BlackRock: Crypto ETF Demand Concentrated in Bitcoin and Staked Ethereum
BlackRock’s digital assets head Robert Mitchnick says investor demand for cryptocurrency ETFs is overwhelmingly focused on Bitcoin (BTC) and Ethereum (ETH). Since launching its products, BlackRock’s iShares Bitcoin Trust (IBIT) has drawn roughly $26 billion of inflows in 2025, with more than 90% of holders remaining long-term accumulators despite a significant price drawdown. The firm’s newly launched iShares Staked Ethereum Trust (ETHB) — complementing its earlier ETH ETF (ETHA) — captured early interest, reporting over $43 million in net inflows and about $15.5 million in day‑one trading volume (Bloomberg Intelligence). BlackRock sees distinct investor appetites: traditional spot Bitcoin ETFs like IBIT attract long-term retail and advisor allocations, while staking-enabled products such as ETHB appeal to yield-seeking investors. Hedge funds account for roughly 10% of ETF flows, primarily via basis trades (long ETF/short futures), a source of short-term flow volatility when basis compresses. The firm says it will be selective about expanding into other tokens, prioritizing liquidity, scale and clear real-world use cases. BlackRock is also planning a Bitcoin Premium Income ETF that uses covered-call strategies on Bitcoin futures to generate yield, which may trade off some upside capture for steadier payouts.
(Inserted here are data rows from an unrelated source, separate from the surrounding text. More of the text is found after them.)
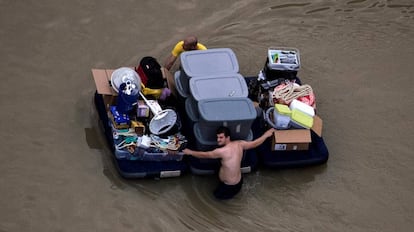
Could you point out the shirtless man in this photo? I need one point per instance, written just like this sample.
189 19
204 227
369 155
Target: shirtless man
231 154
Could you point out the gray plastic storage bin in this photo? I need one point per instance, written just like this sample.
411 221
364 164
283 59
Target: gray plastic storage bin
208 62
237 114
218 86
206 140
181 86
191 109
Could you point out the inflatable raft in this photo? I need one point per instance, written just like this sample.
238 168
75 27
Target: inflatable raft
207 91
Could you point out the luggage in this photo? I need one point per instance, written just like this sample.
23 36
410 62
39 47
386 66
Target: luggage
149 71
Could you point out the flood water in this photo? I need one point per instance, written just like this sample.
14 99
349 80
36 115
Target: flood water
56 173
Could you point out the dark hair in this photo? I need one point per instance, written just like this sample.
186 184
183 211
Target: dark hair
223 129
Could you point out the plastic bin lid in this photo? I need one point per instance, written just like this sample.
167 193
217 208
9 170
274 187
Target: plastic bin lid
209 62
226 109
191 109
179 85
218 86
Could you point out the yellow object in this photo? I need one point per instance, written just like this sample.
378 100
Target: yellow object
302 119
153 92
283 109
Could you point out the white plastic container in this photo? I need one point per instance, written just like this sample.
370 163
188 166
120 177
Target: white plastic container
281 116
284 59
307 109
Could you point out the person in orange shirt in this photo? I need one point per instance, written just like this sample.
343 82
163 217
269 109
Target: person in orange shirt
188 44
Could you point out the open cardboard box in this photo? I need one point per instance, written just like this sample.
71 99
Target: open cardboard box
296 139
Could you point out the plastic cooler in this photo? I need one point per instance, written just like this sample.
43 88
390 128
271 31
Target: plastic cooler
181 86
282 115
283 59
218 86
282 63
205 63
237 114
208 62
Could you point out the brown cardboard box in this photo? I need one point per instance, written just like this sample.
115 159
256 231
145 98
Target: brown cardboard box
293 139
296 139
102 78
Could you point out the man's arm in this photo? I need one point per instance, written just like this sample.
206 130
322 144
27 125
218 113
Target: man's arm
255 143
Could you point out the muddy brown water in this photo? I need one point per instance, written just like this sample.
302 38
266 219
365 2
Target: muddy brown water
56 173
Key trading takeaways for crypto traders: continued capital concentration into BTC and ETH ETFs supports structural demand for those assets; staking ETFs introduce a new yield-sensitive buyer base for ETH; basis-trade activity can drive episodic volatility; and product innovation (covered-call income ETFs) could shift demand dynamics between total-return and yield-oriented strategies.
Bullish
Net inflows and persistent accumulation into BlackRock’s flagship Bitcoin ETF (IBIT) and rapid asset gathering for Ethereum products (ETHA, ETHB) indicate steady demand concentration into BTC and ETH. The dominance of long-term holders (>90% in IBIT) reduces immediate sell pressure and supports a structural bid under BTC. Staking-enabled ETFs (ETHB) add a yield-sensitive buyer cohort for ETH, which can increase bid and reduce circulating sell-side supply if holders prefer accruing staking yields. Hedge-fund-driven basis trades introduce episodic volatility but do not negate the underlying positive flow. The planned covered-call Bitcoin income ETF may attract yield-focused capital that otherwise sits on the sidelines, supporting lower-volatility demand for BTC. Short-term: expect occasional volatility when basis compresses or on ETF flows rebalancing; price spikes or pullbacks possible around large inflows/outflows. Long-term: concentration of ETF capital into BTC and ETH is likely to be bullish for both coins by sustaining demand, improving market depth and attracting more retail and institutional allocations.